At the same time, although less urgent, there is the question of the political vis-à-vis economical significance of the Convergence Criteria altogether. For example, the government debt criterion includes a proviso in case it exceeds 60%, granted that it will “diminish sufficiently and approach the reference value at a satisfactory pace,” as stipulated by Art. 104c(b). This would not include Germany, Greece, nor Austria, who had vastly exceeding debt values. Moreover, budget deficit values are fairly weak, given that countries have a way of manipulating them either by fraud, such as Greece, or alternative accounting, such as Belgium, France, and Italy; this produces temporarily low budget deficit numbers which may make the requirement less strong. Thirdly, the criterion of ERM has been overlooked in the past, such as in the case of Italy. All three, together with the evolution of inflation rates within the area, show that the Maastricht criteria may be more political tools, given the fact that even founding countries disregarded them upon formation in 1998-9, but this topic is less significant for the discussion of Bulgaria’s access in the next years, but might support the point that it is political will, more than economic, that which grants access to the Eurozone.
Bulgaria’s case, somewhat divided between its status within the EU and its economic performance within the group, is strongly in support of this project. Its Finance Minister Vladislav Goranov stating that “joining the ERM would be a good assessments of the efforts the Bulgarian society is making and the confidence it has in the common European idea.” Indeed, Eurobarometer polls show Bulgaria as being among the highest countries in favor of the Euro and of the EU as a whole, with a little over 50 percent of those interviewed being in favor, only surpassed by Romania and Croatia.

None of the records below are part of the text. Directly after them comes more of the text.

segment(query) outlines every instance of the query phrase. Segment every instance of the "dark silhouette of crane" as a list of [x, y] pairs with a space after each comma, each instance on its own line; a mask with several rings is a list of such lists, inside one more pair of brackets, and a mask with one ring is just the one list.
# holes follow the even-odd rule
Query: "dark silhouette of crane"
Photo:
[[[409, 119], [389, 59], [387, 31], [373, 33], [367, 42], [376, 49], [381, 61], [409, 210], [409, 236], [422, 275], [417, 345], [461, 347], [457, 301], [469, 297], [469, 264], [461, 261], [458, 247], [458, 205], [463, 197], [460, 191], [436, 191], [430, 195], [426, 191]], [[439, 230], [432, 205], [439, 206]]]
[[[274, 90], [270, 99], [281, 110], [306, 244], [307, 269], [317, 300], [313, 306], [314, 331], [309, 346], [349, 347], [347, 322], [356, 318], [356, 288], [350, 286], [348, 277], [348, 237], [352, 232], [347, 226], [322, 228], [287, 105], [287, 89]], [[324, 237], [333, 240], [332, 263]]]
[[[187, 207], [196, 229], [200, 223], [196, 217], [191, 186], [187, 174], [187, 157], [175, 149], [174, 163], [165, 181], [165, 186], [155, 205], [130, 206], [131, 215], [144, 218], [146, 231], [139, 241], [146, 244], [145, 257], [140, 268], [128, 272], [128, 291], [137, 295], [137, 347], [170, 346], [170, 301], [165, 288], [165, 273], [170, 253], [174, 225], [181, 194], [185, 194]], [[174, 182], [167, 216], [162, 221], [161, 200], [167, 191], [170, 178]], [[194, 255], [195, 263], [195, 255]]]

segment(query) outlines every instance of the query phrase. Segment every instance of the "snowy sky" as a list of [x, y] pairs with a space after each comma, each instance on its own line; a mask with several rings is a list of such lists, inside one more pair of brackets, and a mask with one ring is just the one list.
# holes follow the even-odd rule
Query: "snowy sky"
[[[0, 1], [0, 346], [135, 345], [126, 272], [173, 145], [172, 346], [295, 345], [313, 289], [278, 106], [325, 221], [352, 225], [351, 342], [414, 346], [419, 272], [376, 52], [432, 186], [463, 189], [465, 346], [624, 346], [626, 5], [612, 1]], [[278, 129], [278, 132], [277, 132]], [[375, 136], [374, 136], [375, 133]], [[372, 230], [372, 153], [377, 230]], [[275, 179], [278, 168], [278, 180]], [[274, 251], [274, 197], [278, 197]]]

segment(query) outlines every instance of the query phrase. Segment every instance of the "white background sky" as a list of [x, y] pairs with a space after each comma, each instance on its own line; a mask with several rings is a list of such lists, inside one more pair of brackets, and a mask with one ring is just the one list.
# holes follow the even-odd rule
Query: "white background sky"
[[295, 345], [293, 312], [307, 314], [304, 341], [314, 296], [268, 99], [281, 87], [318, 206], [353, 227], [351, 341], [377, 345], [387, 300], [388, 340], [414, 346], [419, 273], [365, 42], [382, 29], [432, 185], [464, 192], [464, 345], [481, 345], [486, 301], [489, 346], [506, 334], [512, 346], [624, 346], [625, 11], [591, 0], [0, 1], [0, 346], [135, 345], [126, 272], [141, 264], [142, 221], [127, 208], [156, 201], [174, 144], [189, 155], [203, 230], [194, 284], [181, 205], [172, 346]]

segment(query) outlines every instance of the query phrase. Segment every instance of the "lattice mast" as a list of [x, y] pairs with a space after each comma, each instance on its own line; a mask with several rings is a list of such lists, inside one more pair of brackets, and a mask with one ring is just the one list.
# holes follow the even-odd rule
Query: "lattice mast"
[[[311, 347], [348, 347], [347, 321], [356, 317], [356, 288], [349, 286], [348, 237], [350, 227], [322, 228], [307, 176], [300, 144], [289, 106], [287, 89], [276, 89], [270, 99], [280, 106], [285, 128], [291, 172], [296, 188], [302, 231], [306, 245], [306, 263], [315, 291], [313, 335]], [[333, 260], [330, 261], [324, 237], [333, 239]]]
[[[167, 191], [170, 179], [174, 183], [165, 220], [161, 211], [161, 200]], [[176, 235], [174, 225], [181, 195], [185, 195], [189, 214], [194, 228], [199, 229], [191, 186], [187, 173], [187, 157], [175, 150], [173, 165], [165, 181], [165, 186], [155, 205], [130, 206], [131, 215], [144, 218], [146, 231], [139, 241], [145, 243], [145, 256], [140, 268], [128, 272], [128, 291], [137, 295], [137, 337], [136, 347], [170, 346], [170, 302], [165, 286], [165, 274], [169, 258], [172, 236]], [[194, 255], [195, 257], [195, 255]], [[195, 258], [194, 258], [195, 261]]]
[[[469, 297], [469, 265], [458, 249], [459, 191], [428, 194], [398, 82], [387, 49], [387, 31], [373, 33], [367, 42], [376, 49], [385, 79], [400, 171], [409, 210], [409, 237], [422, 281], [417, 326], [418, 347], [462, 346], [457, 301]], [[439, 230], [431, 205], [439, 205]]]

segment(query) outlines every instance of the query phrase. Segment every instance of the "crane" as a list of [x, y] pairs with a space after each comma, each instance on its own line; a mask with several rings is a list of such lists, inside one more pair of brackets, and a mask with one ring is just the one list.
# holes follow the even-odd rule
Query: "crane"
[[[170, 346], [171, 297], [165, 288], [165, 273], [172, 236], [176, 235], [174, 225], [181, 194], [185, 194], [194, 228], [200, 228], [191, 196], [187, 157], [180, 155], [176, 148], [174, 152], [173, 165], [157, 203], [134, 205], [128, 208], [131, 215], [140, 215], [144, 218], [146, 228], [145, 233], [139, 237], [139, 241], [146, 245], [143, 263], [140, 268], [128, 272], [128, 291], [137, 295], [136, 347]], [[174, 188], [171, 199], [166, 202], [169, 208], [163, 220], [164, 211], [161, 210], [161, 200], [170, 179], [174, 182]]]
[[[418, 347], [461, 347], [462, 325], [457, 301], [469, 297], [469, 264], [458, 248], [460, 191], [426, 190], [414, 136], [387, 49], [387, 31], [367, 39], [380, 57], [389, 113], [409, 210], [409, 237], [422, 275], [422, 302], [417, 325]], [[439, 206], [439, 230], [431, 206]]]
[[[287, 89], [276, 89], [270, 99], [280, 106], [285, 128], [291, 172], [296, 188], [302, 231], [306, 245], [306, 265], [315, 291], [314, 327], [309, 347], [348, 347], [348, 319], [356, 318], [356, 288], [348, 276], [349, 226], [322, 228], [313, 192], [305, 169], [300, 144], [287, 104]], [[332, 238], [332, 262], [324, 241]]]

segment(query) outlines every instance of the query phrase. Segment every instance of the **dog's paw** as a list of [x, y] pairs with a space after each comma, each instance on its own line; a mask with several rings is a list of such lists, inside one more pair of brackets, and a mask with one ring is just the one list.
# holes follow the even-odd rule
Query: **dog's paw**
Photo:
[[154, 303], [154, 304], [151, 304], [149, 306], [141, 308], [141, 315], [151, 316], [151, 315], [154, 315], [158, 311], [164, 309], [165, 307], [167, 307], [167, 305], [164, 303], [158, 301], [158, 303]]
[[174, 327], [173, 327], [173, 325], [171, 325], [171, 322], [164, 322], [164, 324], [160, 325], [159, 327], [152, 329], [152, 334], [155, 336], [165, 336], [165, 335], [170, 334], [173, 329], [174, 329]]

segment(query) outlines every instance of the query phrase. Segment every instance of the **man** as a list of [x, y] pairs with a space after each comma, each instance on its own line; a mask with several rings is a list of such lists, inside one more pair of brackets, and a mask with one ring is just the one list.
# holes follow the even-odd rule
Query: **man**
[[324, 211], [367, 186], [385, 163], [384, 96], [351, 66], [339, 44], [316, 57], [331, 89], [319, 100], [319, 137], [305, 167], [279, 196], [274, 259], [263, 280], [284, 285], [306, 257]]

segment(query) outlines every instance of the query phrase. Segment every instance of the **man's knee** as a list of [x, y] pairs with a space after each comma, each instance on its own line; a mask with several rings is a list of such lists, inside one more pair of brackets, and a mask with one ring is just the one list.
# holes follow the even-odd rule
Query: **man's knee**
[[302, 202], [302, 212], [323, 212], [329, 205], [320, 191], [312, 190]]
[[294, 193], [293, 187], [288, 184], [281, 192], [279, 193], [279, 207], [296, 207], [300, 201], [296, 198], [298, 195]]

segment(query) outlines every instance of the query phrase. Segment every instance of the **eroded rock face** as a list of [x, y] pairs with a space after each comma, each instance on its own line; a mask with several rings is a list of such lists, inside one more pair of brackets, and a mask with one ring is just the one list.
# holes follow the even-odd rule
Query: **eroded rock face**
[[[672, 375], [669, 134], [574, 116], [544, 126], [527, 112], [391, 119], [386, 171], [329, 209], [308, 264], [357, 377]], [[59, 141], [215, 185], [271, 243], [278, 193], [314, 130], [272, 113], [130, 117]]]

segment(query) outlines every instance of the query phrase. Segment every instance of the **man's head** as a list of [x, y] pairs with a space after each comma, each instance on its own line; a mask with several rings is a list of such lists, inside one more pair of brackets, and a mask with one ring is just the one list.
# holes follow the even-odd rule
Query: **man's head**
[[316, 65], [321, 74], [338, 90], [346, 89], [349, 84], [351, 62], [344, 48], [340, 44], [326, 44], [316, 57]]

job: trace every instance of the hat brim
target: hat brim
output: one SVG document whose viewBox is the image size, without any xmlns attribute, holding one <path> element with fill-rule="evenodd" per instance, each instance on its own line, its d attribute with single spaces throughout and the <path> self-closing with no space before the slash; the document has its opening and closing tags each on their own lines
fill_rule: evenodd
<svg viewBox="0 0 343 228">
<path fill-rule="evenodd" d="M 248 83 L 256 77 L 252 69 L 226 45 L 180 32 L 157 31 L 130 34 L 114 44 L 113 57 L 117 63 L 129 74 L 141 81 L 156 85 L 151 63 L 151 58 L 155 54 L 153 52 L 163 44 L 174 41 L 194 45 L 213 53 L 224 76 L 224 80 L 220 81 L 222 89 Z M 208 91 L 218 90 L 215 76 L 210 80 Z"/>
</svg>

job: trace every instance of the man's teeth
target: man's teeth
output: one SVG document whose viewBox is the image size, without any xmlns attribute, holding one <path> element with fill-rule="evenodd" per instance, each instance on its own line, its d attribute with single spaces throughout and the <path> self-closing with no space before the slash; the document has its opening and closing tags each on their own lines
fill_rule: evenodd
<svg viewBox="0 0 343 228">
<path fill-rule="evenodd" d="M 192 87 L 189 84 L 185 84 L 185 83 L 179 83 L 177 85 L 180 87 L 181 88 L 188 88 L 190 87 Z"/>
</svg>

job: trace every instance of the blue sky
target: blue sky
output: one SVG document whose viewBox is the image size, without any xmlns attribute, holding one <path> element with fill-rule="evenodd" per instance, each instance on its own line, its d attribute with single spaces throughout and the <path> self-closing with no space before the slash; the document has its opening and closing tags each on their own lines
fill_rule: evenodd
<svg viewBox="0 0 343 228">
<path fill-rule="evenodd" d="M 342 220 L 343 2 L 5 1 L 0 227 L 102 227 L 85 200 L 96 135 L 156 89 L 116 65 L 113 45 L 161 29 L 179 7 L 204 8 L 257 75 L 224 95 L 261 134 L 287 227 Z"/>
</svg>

Moreover, the proposal of the European Commission to offer “pre-accession” aid to governments willing to join the EU may provide the financial backing and growth opportunity to shift Bulgaria’s status more up to par. In December, EU leaders will hold a “euro” summit for all member states. That may be a significant moment to assess Bulgaria’s financial future, political stability, and belief in the EU. We are left to see if this ambition, and internal political support, will last within the European political climate in the longer term as well.